Tia had shaken her head, confused.
Pota had hugged her. “What I mean, pumpkin, is that there is a very good chance that we’ll stay on here—as the dig supervisors! An instant promotion from Class One supervisor to Class Three supervisor! There’ll be better equipment, a better dome to live in—you’ll have some playmates—couriers will be by every week instead of every few months—not to mention the raises in pay and status! All the papers on this site will go out under our names! And all because you were my clever, bright, careful little girl, who knew what she saw and knew when to stop playing!”
“Mum and Dad are really, really happy,” she told Ted, thinking about the glow of joy that had been on both their faces when they finished the expensive link to the nearest Institute supervisor. “I think we did a good thing. I think maybe you brought us luck, Ted.” She yawned. “Except about the other kids coming. But we don’t have to play with them if we don’t want to, do we?”
Ted agreed silently, and she hugged him again. “I’d rather talk to you, anyway,” she told him. “You never say anything dumb. Dad says that if you can’t say something intelligent, you shouldn’t say anything; and Mum says that people who know when to shut up are the smartest people of all, so I guess you must be pretty smart. Right?”
But she never got a chance to find out if Ted agreed with that statement, because at that point she fell right asleep.
Over the course of the next few days, it became evident that this was not just an ordinary garbage dump; this was one containing scientific or medical debris. That raised the status of the site from “important” to “priceless,” and Pota and Braddon took to spending every waking moment either at the site or preserving and examining their finds, making copious notes, and any number of speculations. They hardly ever saw Tia anymore; they had changed their schedule so that they were awake long before she was and came in long after she went to bed.
Pota apologized—via a holo that she had left to play for Tia as soon as she came in to breakfast this morning.

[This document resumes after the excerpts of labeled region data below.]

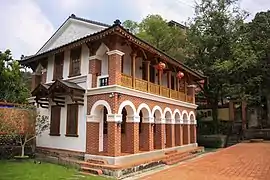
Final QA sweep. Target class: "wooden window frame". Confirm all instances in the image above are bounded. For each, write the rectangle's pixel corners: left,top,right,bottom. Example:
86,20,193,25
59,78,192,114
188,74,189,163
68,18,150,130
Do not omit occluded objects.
68,46,82,77
66,104,79,137
53,52,65,81
49,105,61,136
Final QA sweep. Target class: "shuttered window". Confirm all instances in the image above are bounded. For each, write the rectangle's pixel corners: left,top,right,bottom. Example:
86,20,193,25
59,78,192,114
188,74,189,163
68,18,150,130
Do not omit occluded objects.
53,52,64,80
50,106,61,136
66,104,78,137
69,47,81,76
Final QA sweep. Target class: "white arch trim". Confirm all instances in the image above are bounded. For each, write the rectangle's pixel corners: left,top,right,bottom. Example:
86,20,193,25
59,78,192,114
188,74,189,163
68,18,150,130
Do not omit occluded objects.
163,107,174,119
90,100,112,115
137,103,151,117
118,100,136,115
152,106,162,118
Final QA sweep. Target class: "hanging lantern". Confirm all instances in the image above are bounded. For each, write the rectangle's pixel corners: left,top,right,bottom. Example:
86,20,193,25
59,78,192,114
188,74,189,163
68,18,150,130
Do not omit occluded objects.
176,71,184,79
155,62,166,71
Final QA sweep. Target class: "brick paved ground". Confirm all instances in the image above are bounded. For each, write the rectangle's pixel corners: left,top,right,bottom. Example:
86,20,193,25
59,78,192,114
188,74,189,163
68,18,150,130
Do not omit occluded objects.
141,143,270,180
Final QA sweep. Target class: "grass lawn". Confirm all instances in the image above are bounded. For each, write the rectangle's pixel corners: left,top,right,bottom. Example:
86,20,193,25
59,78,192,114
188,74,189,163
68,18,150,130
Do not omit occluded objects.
0,160,109,180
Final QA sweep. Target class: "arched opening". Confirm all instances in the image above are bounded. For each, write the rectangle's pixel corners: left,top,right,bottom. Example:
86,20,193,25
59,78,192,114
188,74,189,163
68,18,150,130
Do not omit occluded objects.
183,112,190,144
153,108,162,149
87,100,111,153
165,110,174,148
174,110,183,146
189,113,196,143
118,101,138,153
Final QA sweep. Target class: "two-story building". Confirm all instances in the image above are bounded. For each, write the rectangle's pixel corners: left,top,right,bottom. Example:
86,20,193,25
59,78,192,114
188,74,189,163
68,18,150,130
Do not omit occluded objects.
21,15,204,172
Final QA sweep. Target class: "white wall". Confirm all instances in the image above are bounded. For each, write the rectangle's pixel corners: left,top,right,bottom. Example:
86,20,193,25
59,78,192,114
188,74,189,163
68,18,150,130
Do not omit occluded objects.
37,97,87,152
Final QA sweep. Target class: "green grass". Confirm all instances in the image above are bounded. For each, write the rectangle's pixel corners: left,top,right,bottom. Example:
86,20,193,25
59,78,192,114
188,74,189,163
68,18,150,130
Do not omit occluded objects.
0,160,108,180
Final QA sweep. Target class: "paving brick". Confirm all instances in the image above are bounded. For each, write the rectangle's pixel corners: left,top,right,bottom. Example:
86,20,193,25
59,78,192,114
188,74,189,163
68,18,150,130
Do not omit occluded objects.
141,143,270,180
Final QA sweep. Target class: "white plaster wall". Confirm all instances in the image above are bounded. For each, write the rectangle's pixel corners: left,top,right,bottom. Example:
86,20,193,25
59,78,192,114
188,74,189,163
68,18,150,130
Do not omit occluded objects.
39,19,105,53
63,50,70,79
37,97,87,152
81,44,89,76
46,55,54,82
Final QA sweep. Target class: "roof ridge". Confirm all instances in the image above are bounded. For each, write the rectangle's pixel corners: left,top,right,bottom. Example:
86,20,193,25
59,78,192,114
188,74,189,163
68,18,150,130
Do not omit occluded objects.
69,14,112,27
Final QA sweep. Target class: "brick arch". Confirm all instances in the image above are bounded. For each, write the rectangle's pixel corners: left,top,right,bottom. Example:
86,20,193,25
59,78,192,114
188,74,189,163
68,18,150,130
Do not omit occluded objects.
189,111,195,122
152,106,162,118
118,100,136,116
173,109,182,122
90,100,112,115
163,107,173,119
136,103,152,117
182,110,189,121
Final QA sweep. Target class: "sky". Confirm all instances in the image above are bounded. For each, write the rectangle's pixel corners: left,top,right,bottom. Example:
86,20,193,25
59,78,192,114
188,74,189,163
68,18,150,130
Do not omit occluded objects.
0,0,270,59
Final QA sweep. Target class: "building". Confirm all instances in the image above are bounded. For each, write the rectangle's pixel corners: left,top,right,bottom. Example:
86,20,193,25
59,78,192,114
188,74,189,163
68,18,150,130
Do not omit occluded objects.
21,15,204,176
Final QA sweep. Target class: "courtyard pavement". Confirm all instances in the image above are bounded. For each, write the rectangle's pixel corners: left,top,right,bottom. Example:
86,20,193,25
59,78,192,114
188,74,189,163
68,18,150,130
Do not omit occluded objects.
137,142,270,180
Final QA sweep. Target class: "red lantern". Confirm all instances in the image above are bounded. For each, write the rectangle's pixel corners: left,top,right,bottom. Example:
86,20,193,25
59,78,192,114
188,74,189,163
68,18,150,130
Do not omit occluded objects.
176,71,184,79
155,62,166,71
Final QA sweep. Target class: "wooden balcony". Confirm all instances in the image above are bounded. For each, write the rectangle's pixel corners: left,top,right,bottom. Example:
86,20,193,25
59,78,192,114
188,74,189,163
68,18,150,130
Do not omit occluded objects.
121,74,194,103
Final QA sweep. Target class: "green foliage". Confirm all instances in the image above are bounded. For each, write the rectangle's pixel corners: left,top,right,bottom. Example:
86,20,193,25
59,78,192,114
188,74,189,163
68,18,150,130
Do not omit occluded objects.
123,15,185,60
0,50,29,103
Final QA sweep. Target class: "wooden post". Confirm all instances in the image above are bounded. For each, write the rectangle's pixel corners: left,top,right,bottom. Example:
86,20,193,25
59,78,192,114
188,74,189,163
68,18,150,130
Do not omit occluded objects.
130,52,136,88
145,61,150,92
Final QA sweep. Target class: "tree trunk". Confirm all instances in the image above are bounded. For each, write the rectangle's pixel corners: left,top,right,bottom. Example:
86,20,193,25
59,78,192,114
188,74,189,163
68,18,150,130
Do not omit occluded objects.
266,93,270,127
21,144,25,157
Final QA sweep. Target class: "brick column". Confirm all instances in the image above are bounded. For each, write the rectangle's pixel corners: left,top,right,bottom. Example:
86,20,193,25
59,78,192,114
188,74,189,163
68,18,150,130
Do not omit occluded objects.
140,117,154,151
166,119,175,148
107,114,122,156
183,120,190,145
187,85,196,104
86,115,100,154
190,124,197,143
31,73,41,91
175,120,183,146
154,119,165,149
126,116,140,154
89,56,101,88
107,50,124,85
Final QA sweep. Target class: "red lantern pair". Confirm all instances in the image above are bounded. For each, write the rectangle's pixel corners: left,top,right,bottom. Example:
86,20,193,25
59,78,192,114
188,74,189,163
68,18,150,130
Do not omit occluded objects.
155,62,166,71
176,71,184,79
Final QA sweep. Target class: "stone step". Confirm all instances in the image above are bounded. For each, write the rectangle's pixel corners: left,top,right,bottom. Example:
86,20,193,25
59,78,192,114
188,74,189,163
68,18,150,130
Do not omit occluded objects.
81,166,102,175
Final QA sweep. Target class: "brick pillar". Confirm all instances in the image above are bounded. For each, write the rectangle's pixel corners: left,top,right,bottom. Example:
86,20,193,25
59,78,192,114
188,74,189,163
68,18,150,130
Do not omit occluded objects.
89,59,101,88
183,124,190,145
31,74,41,91
140,118,154,151
126,122,139,154
107,114,122,157
166,120,175,148
175,123,183,146
190,124,197,143
187,85,196,104
86,122,99,154
154,119,165,149
107,50,124,85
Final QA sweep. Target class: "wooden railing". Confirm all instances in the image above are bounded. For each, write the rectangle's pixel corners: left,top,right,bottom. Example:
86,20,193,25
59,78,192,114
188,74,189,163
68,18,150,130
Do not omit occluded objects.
121,74,194,103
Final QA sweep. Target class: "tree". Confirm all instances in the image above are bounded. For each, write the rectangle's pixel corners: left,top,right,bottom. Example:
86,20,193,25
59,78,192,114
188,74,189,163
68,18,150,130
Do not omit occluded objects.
123,15,185,60
0,106,49,157
247,11,270,126
0,50,29,103
186,0,254,131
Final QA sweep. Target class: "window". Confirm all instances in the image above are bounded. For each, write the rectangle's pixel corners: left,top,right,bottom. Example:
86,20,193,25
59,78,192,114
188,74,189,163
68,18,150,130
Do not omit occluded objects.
150,66,156,83
139,111,143,134
103,107,108,134
121,55,124,73
66,104,78,137
50,106,61,136
53,52,64,80
121,108,127,134
69,47,82,76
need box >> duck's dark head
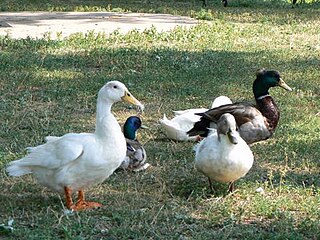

“Pumpkin,” her image said, while Tia sipped her juice. “I hope you can understand why we’re doing this. The more we find out before the team gets sent out, the more we make ourselves essential to the dig, the better our chances for that promotion.” Pota’s image ran a hand through her hair; to Tia’s critical eyes, she looked very tired, and a bit frazzled, but fairly satisfied. “It won’t be more than a few weeks, I promise. Then things will go back to normal. Better than normal, in fact. I promise that we’ll have a Family Day before the team gets here, all right? So start thinking what you’d like to do.”
Well, that would be stellar! Tia knew exactly what she wanted to do—she wanted to go out to the mountains on the big sled, and she wanted to drive it herself on the way.